En Segovia hay muchas más carnicerías que librerías. Se consumen más cochinillos que libros. No hay tradición de encuentros literarios y, mucho menos, existían antecedentes de pagar para poder escuchar a los escritores hablando de sus obras, sus gustos literarios o sus opiniones sobre literatura o política. Segovia no es Hay on Wye, ese pueblo galés lleno de librerías y acostumbrado a celebrar encuentros de escritores desde hace décadas. Y, sin embargo, en Segovia el Festival Hay, ha constituido un éxito y una sorpresa. Los encuentros de los días -y las noches- segovianas literarias han demostrado que sí hay deseos de escuchar, leer, debatir y participar en las discusiones culturales y literarias. Los escenarios donde se producían los encuentros estaban llenos, la gente pagaba por el espectáculo de escuchar a los intelectuales, historiadores o escritores de muy distinta condición, cultura o fama que hasta allí llegaron. Había debates, preguntas y celebraciones desde la mañana hasta la noche en la monumental, civilizada, divertida, y de excelente gastronomía, ciudad castellana. Había colas (¡¡) para poder ver a un escritor. La organización ha sido perfectible, son lógicos los desajustes, los despistes e improvisaciones de  unos encuentros que no tenían antecedentes. Algo que, estoy seguro, se corregirá para los próximos encuentros. Fue un acierto la elección de Segovia, ciudad espectacular de tamaño  humano, con excelentes servicios, con buena comunicación y volcada, desde las autoridades hasta los ciudadanos, con estos encuentros literarios.

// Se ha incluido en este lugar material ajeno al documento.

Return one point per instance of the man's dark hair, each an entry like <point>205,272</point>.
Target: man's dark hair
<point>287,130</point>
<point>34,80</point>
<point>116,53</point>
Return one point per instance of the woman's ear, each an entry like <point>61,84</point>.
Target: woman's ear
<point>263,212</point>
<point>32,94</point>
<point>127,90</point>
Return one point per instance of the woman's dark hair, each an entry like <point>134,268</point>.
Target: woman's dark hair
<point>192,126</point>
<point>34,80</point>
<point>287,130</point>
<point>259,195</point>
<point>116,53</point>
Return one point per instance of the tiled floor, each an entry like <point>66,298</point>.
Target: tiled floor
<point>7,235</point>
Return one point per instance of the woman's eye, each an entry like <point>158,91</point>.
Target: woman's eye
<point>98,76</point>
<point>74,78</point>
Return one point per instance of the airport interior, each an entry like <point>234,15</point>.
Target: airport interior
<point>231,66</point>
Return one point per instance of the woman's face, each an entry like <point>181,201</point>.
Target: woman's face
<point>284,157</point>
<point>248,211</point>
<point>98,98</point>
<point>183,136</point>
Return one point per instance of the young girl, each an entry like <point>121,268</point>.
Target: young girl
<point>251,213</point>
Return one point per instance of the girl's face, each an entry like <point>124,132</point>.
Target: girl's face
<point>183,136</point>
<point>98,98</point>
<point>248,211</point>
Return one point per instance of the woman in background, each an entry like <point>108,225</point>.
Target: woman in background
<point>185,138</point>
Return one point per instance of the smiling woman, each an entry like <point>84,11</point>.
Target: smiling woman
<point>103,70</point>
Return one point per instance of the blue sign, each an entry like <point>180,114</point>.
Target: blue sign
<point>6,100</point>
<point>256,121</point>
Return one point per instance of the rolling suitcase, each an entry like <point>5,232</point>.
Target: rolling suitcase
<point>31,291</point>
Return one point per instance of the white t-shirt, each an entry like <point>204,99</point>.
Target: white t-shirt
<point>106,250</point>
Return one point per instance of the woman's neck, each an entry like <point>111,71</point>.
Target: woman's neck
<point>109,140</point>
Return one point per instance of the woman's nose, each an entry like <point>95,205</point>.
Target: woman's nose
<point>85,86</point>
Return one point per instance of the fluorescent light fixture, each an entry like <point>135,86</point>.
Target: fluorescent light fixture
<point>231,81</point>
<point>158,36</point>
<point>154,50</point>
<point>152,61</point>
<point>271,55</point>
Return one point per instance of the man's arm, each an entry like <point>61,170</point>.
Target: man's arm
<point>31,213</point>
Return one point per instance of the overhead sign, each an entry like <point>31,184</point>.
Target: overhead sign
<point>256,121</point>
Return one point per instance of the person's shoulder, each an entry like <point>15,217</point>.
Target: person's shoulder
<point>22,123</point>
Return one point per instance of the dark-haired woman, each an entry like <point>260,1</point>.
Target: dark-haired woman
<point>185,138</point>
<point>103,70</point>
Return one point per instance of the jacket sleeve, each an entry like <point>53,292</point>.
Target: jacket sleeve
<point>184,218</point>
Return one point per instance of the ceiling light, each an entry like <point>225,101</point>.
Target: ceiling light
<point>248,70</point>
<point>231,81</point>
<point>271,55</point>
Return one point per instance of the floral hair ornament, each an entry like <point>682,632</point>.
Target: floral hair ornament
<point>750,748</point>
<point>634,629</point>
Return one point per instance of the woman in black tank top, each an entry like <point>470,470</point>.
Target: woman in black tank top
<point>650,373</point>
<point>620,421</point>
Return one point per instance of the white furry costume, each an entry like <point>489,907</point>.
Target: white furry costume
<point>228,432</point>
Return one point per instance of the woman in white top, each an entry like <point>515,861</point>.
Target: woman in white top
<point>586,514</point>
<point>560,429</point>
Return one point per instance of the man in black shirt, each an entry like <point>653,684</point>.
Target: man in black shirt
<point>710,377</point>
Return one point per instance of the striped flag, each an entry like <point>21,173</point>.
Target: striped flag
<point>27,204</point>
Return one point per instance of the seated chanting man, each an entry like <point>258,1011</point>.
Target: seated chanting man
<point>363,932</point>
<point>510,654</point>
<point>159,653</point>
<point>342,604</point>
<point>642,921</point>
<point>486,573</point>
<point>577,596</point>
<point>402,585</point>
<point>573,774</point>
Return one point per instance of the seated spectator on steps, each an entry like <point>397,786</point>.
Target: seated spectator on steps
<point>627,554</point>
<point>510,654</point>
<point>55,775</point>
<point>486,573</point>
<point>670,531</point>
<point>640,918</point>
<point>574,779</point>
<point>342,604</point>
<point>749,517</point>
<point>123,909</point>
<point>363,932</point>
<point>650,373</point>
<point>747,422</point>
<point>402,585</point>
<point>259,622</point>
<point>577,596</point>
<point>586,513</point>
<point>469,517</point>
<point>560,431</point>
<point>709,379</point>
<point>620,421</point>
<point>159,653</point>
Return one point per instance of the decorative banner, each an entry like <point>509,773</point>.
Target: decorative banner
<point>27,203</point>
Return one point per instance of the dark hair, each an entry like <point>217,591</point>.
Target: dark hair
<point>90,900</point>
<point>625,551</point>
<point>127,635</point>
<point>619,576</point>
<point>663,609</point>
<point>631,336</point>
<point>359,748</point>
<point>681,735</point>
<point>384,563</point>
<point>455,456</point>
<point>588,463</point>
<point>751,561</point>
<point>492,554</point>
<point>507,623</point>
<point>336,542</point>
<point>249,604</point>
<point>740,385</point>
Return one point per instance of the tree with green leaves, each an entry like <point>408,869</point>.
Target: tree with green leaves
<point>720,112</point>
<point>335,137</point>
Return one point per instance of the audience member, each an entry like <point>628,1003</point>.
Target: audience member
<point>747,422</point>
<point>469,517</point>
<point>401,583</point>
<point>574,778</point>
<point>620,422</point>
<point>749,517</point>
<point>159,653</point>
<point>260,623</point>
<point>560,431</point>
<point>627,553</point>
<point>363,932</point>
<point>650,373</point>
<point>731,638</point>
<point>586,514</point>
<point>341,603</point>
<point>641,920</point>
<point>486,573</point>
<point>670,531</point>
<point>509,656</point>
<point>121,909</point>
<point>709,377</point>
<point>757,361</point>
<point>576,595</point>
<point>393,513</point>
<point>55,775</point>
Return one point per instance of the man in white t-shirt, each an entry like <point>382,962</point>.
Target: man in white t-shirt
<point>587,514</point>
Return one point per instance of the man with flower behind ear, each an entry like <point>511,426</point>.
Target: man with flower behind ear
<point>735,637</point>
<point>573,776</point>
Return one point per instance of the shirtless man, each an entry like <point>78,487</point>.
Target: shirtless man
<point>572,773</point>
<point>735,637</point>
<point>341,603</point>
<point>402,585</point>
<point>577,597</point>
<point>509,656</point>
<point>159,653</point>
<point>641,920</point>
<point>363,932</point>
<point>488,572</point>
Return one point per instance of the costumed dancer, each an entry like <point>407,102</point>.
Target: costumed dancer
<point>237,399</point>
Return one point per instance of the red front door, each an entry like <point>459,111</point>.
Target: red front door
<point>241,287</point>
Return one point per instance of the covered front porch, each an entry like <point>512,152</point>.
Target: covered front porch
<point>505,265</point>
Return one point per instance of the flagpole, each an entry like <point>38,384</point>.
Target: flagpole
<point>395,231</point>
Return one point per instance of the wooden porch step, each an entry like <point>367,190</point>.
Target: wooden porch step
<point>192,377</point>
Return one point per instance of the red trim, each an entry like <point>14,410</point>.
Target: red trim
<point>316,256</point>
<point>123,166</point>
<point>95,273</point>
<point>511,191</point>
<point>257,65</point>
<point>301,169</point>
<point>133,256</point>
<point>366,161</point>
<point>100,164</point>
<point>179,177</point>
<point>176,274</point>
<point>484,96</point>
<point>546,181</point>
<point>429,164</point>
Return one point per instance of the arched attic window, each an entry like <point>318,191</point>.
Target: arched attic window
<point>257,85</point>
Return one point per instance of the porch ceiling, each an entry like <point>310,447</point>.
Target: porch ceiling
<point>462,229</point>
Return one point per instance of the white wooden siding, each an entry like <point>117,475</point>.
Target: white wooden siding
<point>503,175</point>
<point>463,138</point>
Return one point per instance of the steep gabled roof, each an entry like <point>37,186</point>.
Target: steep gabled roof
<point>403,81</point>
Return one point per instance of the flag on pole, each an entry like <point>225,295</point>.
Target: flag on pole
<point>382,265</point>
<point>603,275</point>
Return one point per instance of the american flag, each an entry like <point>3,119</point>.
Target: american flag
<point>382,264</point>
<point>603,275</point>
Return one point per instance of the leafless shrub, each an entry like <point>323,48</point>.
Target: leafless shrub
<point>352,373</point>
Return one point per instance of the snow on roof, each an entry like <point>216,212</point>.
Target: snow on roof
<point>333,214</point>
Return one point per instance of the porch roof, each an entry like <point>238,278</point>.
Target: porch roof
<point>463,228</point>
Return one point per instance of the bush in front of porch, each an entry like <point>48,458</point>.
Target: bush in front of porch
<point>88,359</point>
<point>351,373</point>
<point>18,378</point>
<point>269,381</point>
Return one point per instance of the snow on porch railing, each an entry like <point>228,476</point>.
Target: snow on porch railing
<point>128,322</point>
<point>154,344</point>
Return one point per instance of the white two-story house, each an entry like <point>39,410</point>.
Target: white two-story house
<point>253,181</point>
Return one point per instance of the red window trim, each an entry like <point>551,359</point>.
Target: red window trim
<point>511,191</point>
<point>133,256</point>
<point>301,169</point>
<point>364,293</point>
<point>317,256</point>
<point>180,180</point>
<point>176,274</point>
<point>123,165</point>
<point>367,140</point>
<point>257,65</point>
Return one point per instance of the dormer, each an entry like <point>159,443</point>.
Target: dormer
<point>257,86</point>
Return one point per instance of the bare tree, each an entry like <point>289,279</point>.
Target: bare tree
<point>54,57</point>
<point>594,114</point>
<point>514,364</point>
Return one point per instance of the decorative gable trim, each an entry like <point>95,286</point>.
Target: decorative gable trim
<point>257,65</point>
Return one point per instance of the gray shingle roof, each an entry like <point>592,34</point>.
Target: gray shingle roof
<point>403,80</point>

El paisaje segoviano durante estos días era todo un lujo para las revistas literarias, para las páginas culturales o los programas televisivos culturales- si los hubiera, excepciones aparte- o para unos hipotéticos paparazis que se dedicaran a robar la foto casual de las gentes del mundo cultural en vez de perseguir a folklóricos o famosos surgidos de la basura mediática de esos programas de tomates, insultos o bailes. Ver haciendo cola en el restaurante José María -el emperador del cochinillo- a una paciente Laura Restrepo que apenas pudo comprobar sus bondades porque le llegó la hora de su charla a la mitad de su rito con el dorado manjar, a Ian McEwan en las terrazas de la Plaza Mayor, cercano pero no revuelto con su compatriota Martin Amis, no lejos de Enrique Vila-Matas, reconvertido en bebedor de zumos de naranjas, que compartía mesa con Jorge Edwards, que sigue fiel a los whiskies. O comprobar que también en Segovia algunos escritores y editores quisieron celebrar sus particulares noches blancas. De noches segovianas saben Malcon Barral, Miguel Aguilar, Benjamín Prado, Santiago Roncagliolo o Eduardo Lago. O los que se repartieron sus horas entre la gastronomía, la cultura y las visitas a la histórica ciudad. Laura Restrepo, enamorada de la ciudad, no se quiso perder ni la misa mayor que en la catedral se cantaba en honor de la patrona, la Virgen de la Fuencisla, nada que ver con la virgen de los sicarios. Tampoco quiso perderse el convento donde vivió uno de nuestros mayores poetas, San Juan de la Cruz. Sobrio refugio que está en las antípodas de la grandilocuencia barroca de la misa catedralicia.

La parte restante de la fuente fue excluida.